= Subdivisions of Kenya =

Administrative divisions

Number of districts in Kenya
| Province | Number of districts | Population | Population/district |
|---|---|---|---|
| Coast | 26 | 4,328,474 | 166,480 |
| North-Eastern | 17 | 2,490,073 | 146,475 |
| Eastern | 43 | 6,821,049 | 158,629 |
| Central | 34 | 5,482,239 | 161,242 |
| Rift Valley | 78 | 12,752,966 | 163,500 |
| Western | 33 | 5,021,943 | 152,180 |
| Nyanza | 42 | 6,269,489 | 149,274 |
| Nairobi | 18 | 4,397,073 | 244,282 |

The subdivisions of Kenya have been in place since 2010, replacing the old system. Under the Constitution of 2010 and other reforms to Provincial Administration the country acquired a new system of Counties. The previous Provinces were scrapped and the 46 Districts, in existence since 1992, were turned into Counties with elected governments.

The counties are divided into sub-counties and a further 290 constituencies, then 1450 Wards (to coincide with the County Assembly Wards of the County Government), and Villages. The City of Nairobi, which enjoyed the status of a full administrative province, would become a County.

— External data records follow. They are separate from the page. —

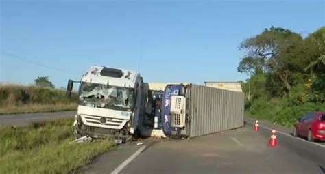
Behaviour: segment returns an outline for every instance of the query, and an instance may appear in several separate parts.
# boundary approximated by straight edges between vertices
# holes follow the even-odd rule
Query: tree
[[[325,27],[321,27],[306,38],[305,42],[309,46],[309,55],[311,62],[304,68],[310,70],[320,64],[325,65]]]
[[[303,57],[302,41],[300,35],[290,30],[274,27],[265,29],[241,43],[239,49],[246,54],[237,70],[248,74],[271,73],[289,91],[294,72],[304,71],[307,63]]]
[[[54,85],[49,80],[48,76],[39,76],[34,80],[35,85],[42,87],[54,88]]]

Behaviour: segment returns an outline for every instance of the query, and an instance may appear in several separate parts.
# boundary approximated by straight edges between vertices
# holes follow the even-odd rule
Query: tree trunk
[[[290,83],[289,83],[287,76],[284,76],[281,74],[279,74],[278,76],[280,79],[281,79],[281,81],[285,83],[287,90],[290,91],[290,89],[291,89],[291,85],[290,85]]]

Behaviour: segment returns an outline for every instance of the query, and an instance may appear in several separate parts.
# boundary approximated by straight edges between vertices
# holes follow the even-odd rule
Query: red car
[[[311,112],[297,122],[294,136],[307,137],[308,141],[325,140],[325,112]]]

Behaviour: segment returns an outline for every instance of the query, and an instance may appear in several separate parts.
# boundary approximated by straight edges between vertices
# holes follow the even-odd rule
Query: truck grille
[[[124,126],[127,120],[123,119],[117,119],[107,117],[99,117],[95,115],[81,115],[83,121],[86,125],[120,129]]]

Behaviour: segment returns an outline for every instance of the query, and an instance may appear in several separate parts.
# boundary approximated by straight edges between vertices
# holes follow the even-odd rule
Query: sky
[[[245,39],[272,25],[306,36],[325,16],[322,0],[0,1],[0,82],[56,87],[93,65],[145,82],[245,80]]]

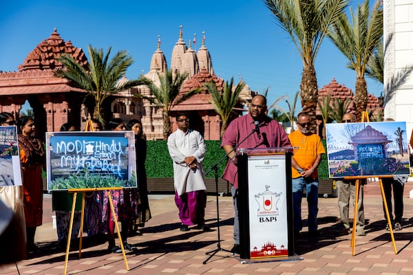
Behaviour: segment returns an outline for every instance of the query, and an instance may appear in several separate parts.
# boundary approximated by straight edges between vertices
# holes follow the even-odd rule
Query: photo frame
[[[21,186],[16,126],[0,126],[0,187]]]
[[[326,125],[330,178],[409,175],[405,122]]]
[[[130,131],[46,133],[47,190],[137,186]]]

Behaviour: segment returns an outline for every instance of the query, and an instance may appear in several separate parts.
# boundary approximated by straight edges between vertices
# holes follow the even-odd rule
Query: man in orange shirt
[[[326,153],[320,138],[310,131],[311,122],[307,113],[297,116],[298,129],[288,135],[294,148],[291,158],[294,233],[297,237],[303,228],[301,199],[306,188],[308,204],[308,235],[318,236],[317,214],[318,212],[318,170],[321,155]]]

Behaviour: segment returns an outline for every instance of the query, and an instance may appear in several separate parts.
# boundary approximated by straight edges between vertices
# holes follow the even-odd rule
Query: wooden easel
[[[363,111],[361,113],[361,122],[369,122],[368,114],[366,111]],[[387,217],[388,223],[389,224],[389,228],[390,230],[390,236],[392,237],[392,243],[393,243],[393,250],[394,254],[397,254],[397,249],[396,248],[396,243],[394,241],[394,236],[393,234],[393,228],[392,226],[392,223],[390,221],[390,216],[389,214],[389,208],[388,208],[387,201],[385,200],[385,195],[384,194],[384,189],[383,188],[383,177],[392,177],[393,176],[382,176],[379,177],[379,183],[380,184],[380,190],[381,190],[381,198],[383,201],[384,208],[385,210],[385,215]],[[345,177],[346,179],[356,179],[356,197],[355,197],[355,204],[354,204],[354,217],[353,219],[353,227],[352,232],[351,234],[351,247],[352,248],[352,256],[354,256],[356,254],[356,230],[357,230],[357,216],[358,216],[358,209],[359,209],[359,194],[360,192],[360,179],[366,178],[363,177]]]
[[[86,126],[85,127],[85,131],[94,131],[94,128],[93,127],[93,124],[92,120],[87,120],[86,122]],[[110,190],[121,190],[122,187],[112,187],[109,189],[108,188],[86,188],[86,189],[69,189],[69,192],[73,192],[73,202],[72,205],[72,213],[70,214],[70,224],[69,225],[69,236],[67,236],[67,246],[66,247],[66,256],[65,258],[65,268],[63,270],[63,275],[66,275],[66,271],[67,269],[67,261],[69,259],[69,252],[70,250],[70,240],[72,239],[72,231],[73,229],[73,220],[74,217],[74,209],[76,206],[76,198],[77,196],[77,193],[79,192],[83,192],[83,195],[82,197],[82,210],[81,214],[81,236],[79,240],[79,254],[78,257],[81,258],[82,255],[82,234],[83,232],[83,218],[85,216],[85,192],[87,191],[99,191],[99,190],[106,190],[107,191],[107,197],[109,199],[109,203],[110,204],[110,210],[112,211],[112,214],[114,217],[114,219],[115,221],[115,227],[116,228],[116,232],[118,233],[118,238],[119,239],[119,242],[120,243],[120,249],[122,250],[122,254],[123,255],[123,261],[125,261],[125,265],[126,266],[126,270],[129,270],[129,265],[127,265],[127,260],[126,258],[126,254],[125,254],[125,248],[123,247],[123,242],[122,241],[122,236],[120,236],[120,230],[119,230],[119,226],[118,225],[118,219],[116,219],[116,213],[115,213],[115,210],[114,208],[114,203],[112,201],[112,196],[110,195]],[[110,217],[108,217],[110,219]]]

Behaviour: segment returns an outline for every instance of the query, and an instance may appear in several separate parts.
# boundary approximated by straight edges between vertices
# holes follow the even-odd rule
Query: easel
[[[369,122],[369,118],[368,118],[368,114],[366,111],[363,111],[363,113],[361,113],[361,122]],[[393,243],[393,250],[394,252],[394,254],[397,254],[397,249],[396,248],[396,243],[394,241],[394,236],[393,234],[393,228],[392,226],[392,222],[390,221],[390,216],[389,214],[389,208],[388,208],[388,205],[387,205],[387,201],[385,199],[385,195],[384,194],[384,189],[383,188],[383,181],[382,181],[382,177],[392,177],[393,176],[390,175],[390,176],[382,176],[381,177],[379,177],[379,183],[380,184],[380,190],[381,190],[381,198],[383,199],[383,202],[384,204],[384,208],[385,210],[385,215],[387,217],[387,220],[388,220],[388,223],[389,225],[389,229],[390,230],[390,236],[392,237],[392,243]],[[356,197],[355,197],[355,204],[354,204],[354,217],[353,219],[353,227],[352,227],[352,234],[351,234],[351,247],[352,248],[352,256],[354,256],[356,254],[356,225],[357,223],[357,214],[358,214],[358,209],[359,209],[359,194],[360,192],[360,179],[361,178],[366,178],[366,177],[346,177],[344,179],[356,179]]]
[[[93,124],[92,120],[87,120],[86,122],[86,126],[85,127],[85,131],[94,131],[94,128],[93,127]],[[112,214],[114,217],[114,219],[115,221],[115,227],[116,228],[116,232],[118,233],[118,238],[119,239],[119,242],[120,243],[120,249],[122,250],[122,254],[123,255],[123,260],[125,261],[125,265],[126,266],[126,270],[129,271],[129,265],[127,265],[127,260],[126,259],[126,255],[125,254],[125,248],[123,247],[123,242],[122,241],[122,236],[120,236],[120,230],[119,230],[119,226],[118,225],[118,219],[116,219],[116,213],[115,213],[115,210],[114,208],[114,204],[112,201],[112,196],[110,195],[110,190],[121,190],[122,187],[112,187],[110,189],[108,188],[94,188],[94,191],[99,191],[99,190],[107,190],[107,197],[109,199],[109,203],[110,204],[110,210],[112,211]],[[83,232],[83,217],[85,214],[85,192],[91,191],[90,188],[86,189],[69,189],[69,192],[73,192],[73,202],[72,205],[72,213],[70,214],[70,224],[69,226],[69,236],[67,236],[67,246],[66,247],[66,256],[65,258],[65,268],[63,270],[63,275],[66,275],[66,271],[67,269],[67,261],[69,258],[69,252],[70,250],[70,240],[72,239],[72,231],[73,228],[73,219],[74,217],[74,209],[76,206],[76,197],[77,193],[78,192],[83,192],[83,195],[82,197],[82,210],[81,214],[81,236],[79,240],[79,258],[82,255],[82,234]],[[110,217],[108,217],[110,219]]]

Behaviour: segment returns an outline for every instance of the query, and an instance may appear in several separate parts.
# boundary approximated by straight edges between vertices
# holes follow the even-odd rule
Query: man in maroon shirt
[[[255,122],[258,122],[260,134],[255,133],[245,140],[237,148],[259,148],[291,146],[288,137],[282,126],[278,122],[266,116],[266,98],[262,95],[253,98],[249,112],[233,120],[222,137],[221,147],[229,154],[228,163],[224,170],[222,178],[232,184],[234,215],[235,244],[231,252],[240,254],[240,223],[237,199],[238,197],[238,168],[235,151],[230,153],[241,141],[255,129]]]

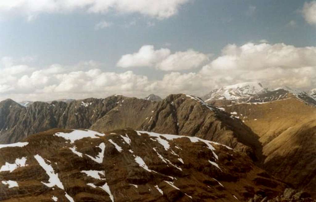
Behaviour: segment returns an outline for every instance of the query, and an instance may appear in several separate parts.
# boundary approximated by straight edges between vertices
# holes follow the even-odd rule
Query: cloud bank
[[[138,52],[122,56],[118,66],[124,68],[150,67],[163,71],[195,69],[208,59],[207,55],[192,49],[171,54],[168,48],[155,50],[153,46],[143,46]]]
[[[29,19],[41,13],[68,13],[82,10],[104,13],[112,10],[120,13],[138,13],[163,19],[178,12],[191,0],[2,0],[0,11],[26,15]]]
[[[302,13],[307,22],[311,25],[316,25],[316,1],[305,3]]]
[[[271,88],[286,86],[308,91],[316,87],[316,47],[230,44],[213,59],[207,55],[191,50],[172,53],[167,48],[146,45],[118,63],[126,68],[156,68],[166,73],[161,79],[131,69],[108,72],[94,61],[39,68],[27,64],[28,60],[4,57],[0,63],[0,99],[47,100],[115,94],[142,98],[152,93],[201,96],[215,88],[248,81],[263,82]]]

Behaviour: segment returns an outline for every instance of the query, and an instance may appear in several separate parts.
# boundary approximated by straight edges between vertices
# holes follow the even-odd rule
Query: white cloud
[[[94,29],[96,30],[104,29],[106,27],[113,25],[113,23],[111,22],[106,22],[106,21],[102,21],[99,23],[94,26]]]
[[[208,59],[205,54],[188,50],[176,52],[157,64],[156,67],[164,71],[174,71],[197,68]]]
[[[316,47],[265,43],[229,44],[220,55],[204,66],[191,64],[191,58],[184,59],[187,54],[198,55],[193,58],[200,58],[200,61],[205,57],[192,50],[171,54],[169,49],[155,50],[147,46],[121,61],[124,65],[153,68],[159,64],[160,68],[168,70],[168,67],[173,67],[174,71],[161,79],[131,71],[109,72],[93,61],[71,66],[55,64],[40,69],[16,64],[7,57],[1,60],[0,99],[51,100],[105,97],[115,94],[141,98],[152,93],[163,97],[180,93],[201,96],[215,88],[254,81],[263,81],[272,88],[287,86],[308,90],[316,87]],[[194,69],[196,72],[174,72],[179,66],[182,70],[194,65],[198,66]]]
[[[307,89],[316,86],[316,47],[283,43],[229,44],[200,74],[220,86],[264,81],[271,87]]]
[[[155,50],[153,46],[146,45],[138,51],[123,56],[118,66],[123,67],[151,67],[163,71],[177,71],[196,68],[208,59],[207,55],[193,50],[171,54],[167,48]]]
[[[123,56],[117,65],[124,68],[153,66],[169,55],[170,52],[170,50],[167,48],[156,50],[153,46],[145,45],[137,53]]]
[[[311,25],[316,25],[316,1],[305,2],[302,13],[307,22]]]
[[[176,14],[191,0],[2,0],[0,11],[22,13],[31,20],[42,13],[66,13],[82,10],[94,13],[113,10],[121,13],[139,13],[162,19]]]
[[[260,43],[270,43],[270,42],[269,42],[269,41],[267,40],[266,39],[261,39],[261,40],[259,41],[259,42],[260,42]]]

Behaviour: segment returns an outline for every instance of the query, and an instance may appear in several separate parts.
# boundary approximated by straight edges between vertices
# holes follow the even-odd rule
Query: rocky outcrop
[[[291,188],[287,188],[283,194],[274,198],[263,196],[256,194],[248,202],[315,202],[316,200],[310,198],[310,195],[307,192],[298,191]]]
[[[242,120],[259,137],[262,167],[316,196],[316,108],[295,97],[219,108]]]
[[[254,160],[261,153],[258,137],[240,120],[197,97],[184,94],[171,95],[159,102],[113,96],[68,104],[35,102],[27,108],[5,101],[0,103],[1,109],[3,143],[15,142],[33,133],[56,127],[100,131],[129,127],[216,141]]]
[[[270,90],[260,83],[248,82],[224,87],[211,91],[202,97],[203,100],[215,106],[227,105],[237,103],[264,103],[289,98],[300,99],[313,106],[316,105],[313,90],[310,94],[301,90],[287,87]]]
[[[0,145],[0,201],[247,201],[285,185],[196,137],[56,129]]]

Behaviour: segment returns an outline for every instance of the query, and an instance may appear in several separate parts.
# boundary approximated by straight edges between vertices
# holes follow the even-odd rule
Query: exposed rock
[[[56,129],[25,141],[0,147],[1,201],[230,202],[285,187],[255,183],[264,171],[248,158],[197,137]]]
[[[251,199],[248,202],[315,202],[316,200],[312,199],[310,195],[306,192],[298,192],[297,190],[288,188],[284,190],[283,194],[276,197],[266,197],[261,201],[257,201],[258,199],[262,198],[259,195],[256,195]]]
[[[254,160],[261,155],[258,138],[247,126],[194,96],[171,95],[155,102],[116,96],[68,104],[35,102],[27,108],[17,104],[9,108],[9,102],[15,102],[0,103],[2,143],[15,142],[32,133],[55,127],[101,131],[129,127],[216,141]]]

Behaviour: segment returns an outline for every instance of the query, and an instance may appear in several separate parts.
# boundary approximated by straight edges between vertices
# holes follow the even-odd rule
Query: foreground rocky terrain
[[[226,146],[129,129],[53,129],[0,153],[5,202],[246,201],[286,187]]]
[[[268,175],[315,197],[313,92],[285,87],[271,91],[260,84],[246,83],[213,91],[204,96],[206,102],[184,94],[158,102],[148,100],[154,95],[145,99],[116,95],[34,102],[27,107],[7,100],[0,102],[0,143],[21,141],[56,127],[100,132],[129,128],[196,137],[246,154]],[[279,194],[281,198],[273,197],[281,199]]]

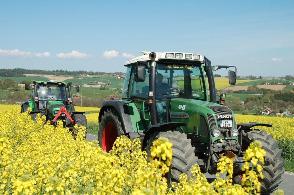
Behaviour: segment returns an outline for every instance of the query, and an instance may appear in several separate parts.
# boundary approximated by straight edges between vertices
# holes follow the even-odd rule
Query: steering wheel
[[[176,91],[174,91],[173,90],[175,89],[177,90]],[[165,94],[166,93],[171,93],[173,92],[179,92],[178,91],[178,89],[176,88],[169,88],[169,89],[167,89],[164,90],[164,91],[163,92],[163,93]]]

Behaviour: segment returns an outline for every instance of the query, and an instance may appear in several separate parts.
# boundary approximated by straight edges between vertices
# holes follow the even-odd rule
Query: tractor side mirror
[[[229,83],[230,85],[236,84],[236,73],[233,70],[229,70]]]
[[[80,91],[80,85],[76,85],[76,91]]]
[[[145,66],[136,65],[136,72],[135,73],[135,81],[137,82],[145,81],[146,78],[146,71]]]
[[[30,89],[30,84],[26,83],[24,84],[24,89],[26,90],[28,90]]]

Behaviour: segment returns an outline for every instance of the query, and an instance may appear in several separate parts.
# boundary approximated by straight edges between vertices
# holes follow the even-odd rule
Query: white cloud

Under its old constitution, Kenya comprised eight provinces each headed by a Provincial Commissioner (centrally appointed by the president). The provinces (mkoa singular mikoa plural in Swahili) were subdivided into districts (wilaya). There were 69 districts at the 1999 census. Districts were then subdivided into 497 divisions (taarafa). The divisions are then subdivided into 2,427 locations (mtaa) and then 6,612 sublocations (mtaa mdogo).

== Provinces ==

Provinces of Kenya

1. Central
2. Coast
3. Eastern
4. Nairobi
5. North Eastern
6. Nyanza
7. Rift Valley
8. Western
Local governance in Kenya is practiced through local authorities. Many urban centers host city, municipal or town councils. Local authorities in rural areas were known as county councils. Local Councillors were formerly elected by civic elections, held alongside general elections.
Constituencies are an electoral subdivision. There are 290 Constituencies in Kenya.